Cirion looked at me for another moment, then shrugged.  “You can blame yourself for it if it pleases you, My Lord,” he said.  “But I thank you.  For doing what I would have done, if I could.”  He stared into the dimness of the Howe, absently fingering the handle of his axe.  “There is the chance that at the end of this mission I need not pen any letters of condolence.  For that chance, I would risk much.”

We sat in silence, as I turned his words over in my mind.  Finally I nodded.

“Is it your plan that we set out tomorrow morning?” I inquired.

“Aye.  Finn and Buslai seem much improved; by the morrow they should be rested enough to attempt the journey.”

“Good,” I said.  This two days’ delay was maddening to me, but there was no help for it.  I knew that it must be just as maddening to Cirion and the others; to Buslai and Finn as much as to any of us.

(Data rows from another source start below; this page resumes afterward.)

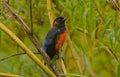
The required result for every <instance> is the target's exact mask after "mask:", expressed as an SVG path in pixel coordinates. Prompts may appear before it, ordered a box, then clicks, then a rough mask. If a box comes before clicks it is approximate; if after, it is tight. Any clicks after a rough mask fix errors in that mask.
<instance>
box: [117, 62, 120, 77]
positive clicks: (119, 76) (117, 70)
mask: <svg viewBox="0 0 120 77" xmlns="http://www.w3.org/2000/svg"><path fill="white" fill-rule="evenodd" d="M117 77H120V64H119V65H118V70H117Z"/></svg>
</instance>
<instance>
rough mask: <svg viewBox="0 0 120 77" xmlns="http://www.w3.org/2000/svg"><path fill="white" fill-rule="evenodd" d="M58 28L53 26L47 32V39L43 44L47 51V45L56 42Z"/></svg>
mask: <svg viewBox="0 0 120 77" xmlns="http://www.w3.org/2000/svg"><path fill="white" fill-rule="evenodd" d="M58 33H59V32H58V28H57V27H53V28H52V29H51V30H50V31H49V32H48V34H47V36H46V39H45V41H44V44H43V49H44V50H45V51H46V49H47V46H48V45H51V44H54V43H55V40H56V38H57V34H58Z"/></svg>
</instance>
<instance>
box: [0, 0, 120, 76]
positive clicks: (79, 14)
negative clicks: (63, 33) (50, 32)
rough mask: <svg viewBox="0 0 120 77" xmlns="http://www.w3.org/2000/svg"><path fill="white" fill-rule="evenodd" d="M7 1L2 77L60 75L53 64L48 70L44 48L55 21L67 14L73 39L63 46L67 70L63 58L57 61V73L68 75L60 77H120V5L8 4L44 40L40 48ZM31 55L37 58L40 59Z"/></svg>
mask: <svg viewBox="0 0 120 77" xmlns="http://www.w3.org/2000/svg"><path fill="white" fill-rule="evenodd" d="M3 1H4V0H1V1H0V5H1V6H0V76H13V77H19V76H22V77H49V76H51V77H52V76H55V75H56V74H55V72H53V71H52V70H51V69H53V67H52V68H50V67H49V60H47V61H48V66H47V65H46V66H45V65H44V60H46V59H45V58H46V57H44V55H43V54H39V53H38V50H39V47H40V48H41V47H42V44H43V41H44V39H45V35H46V33H47V32H48V30H49V29H50V28H51V27H52V22H53V20H54V18H55V17H58V16H64V17H65V18H66V19H67V20H66V28H67V37H66V41H65V44H64V46H63V48H62V55H63V58H64V64H63V66H65V67H64V70H62V66H61V64H60V60H57V61H56V66H57V69H58V70H60V72H62V71H65V72H64V73H63V72H62V73H60V76H67V77H120V64H119V58H120V52H119V51H120V20H119V19H120V1H118V0H8V2H7V3H8V4H9V5H10V6H11V8H12V10H14V11H15V14H17V15H18V16H19V17H20V19H22V20H23V21H24V22H25V24H26V25H27V26H28V27H29V28H30V31H31V32H33V35H34V36H31V37H35V39H37V41H39V43H40V44H39V47H38V48H37V47H36V46H35V44H34V43H33V41H31V39H30V37H29V36H30V35H28V33H27V32H26V30H25V29H24V28H23V26H21V22H20V21H18V20H17V19H16V17H15V15H14V14H12V13H11V12H10V10H9V9H7V8H6V6H5V4H4V3H3ZM3 26H4V27H6V28H8V30H9V31H11V32H13V33H14V34H15V35H16V36H17V37H18V38H19V39H20V40H21V42H22V43H23V44H24V45H25V46H26V47H27V48H28V50H30V53H28V52H26V50H25V49H23V47H21V45H20V44H19V43H18V42H17V41H16V40H15V39H13V38H12V37H11V36H12V35H14V34H11V35H9V36H8V34H9V33H10V32H8V33H7V32H5V30H4V29H3V28H2V27H3ZM31 51H32V52H34V54H33V53H32V52H31ZM40 51H42V50H40ZM31 53H32V54H33V55H34V56H35V55H36V56H37V57H36V56H35V57H36V59H37V61H36V59H35V58H34V59H33V58H32V57H33V55H29V54H31ZM38 58H39V59H38ZM37 62H38V63H37ZM55 71H56V70H55ZM57 73H58V72H57ZM11 74H14V75H11ZM18 75H19V76H18Z"/></svg>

The taunting question whispered in my mind, what if Minas Tirith falls and you are not there in time to fight for it?  What if you reach it two days too late, the two days that you spent at Lilla Howe?

I thought of my father’s words in my dream.  That I still had to learn to face the consequences of my failures.

I wondered if that truly meant anything.  If it had some crucial meaning like my father’s dreams, and Faramir’s.  Or if it was just nonsensical ramblings and fears, like anyone else’s dreams.

I wondered if facing my failures had anything to teach me.  Or if failure was merely a challenge to spur one on to victory.

I wondered what I would do, if someday I faced a failure out of which no victory could be gained.

As I stood and crossed to the clothes-line spread out across Lord Lilla’s tomb, I prayed that I would never learn the answer to that question.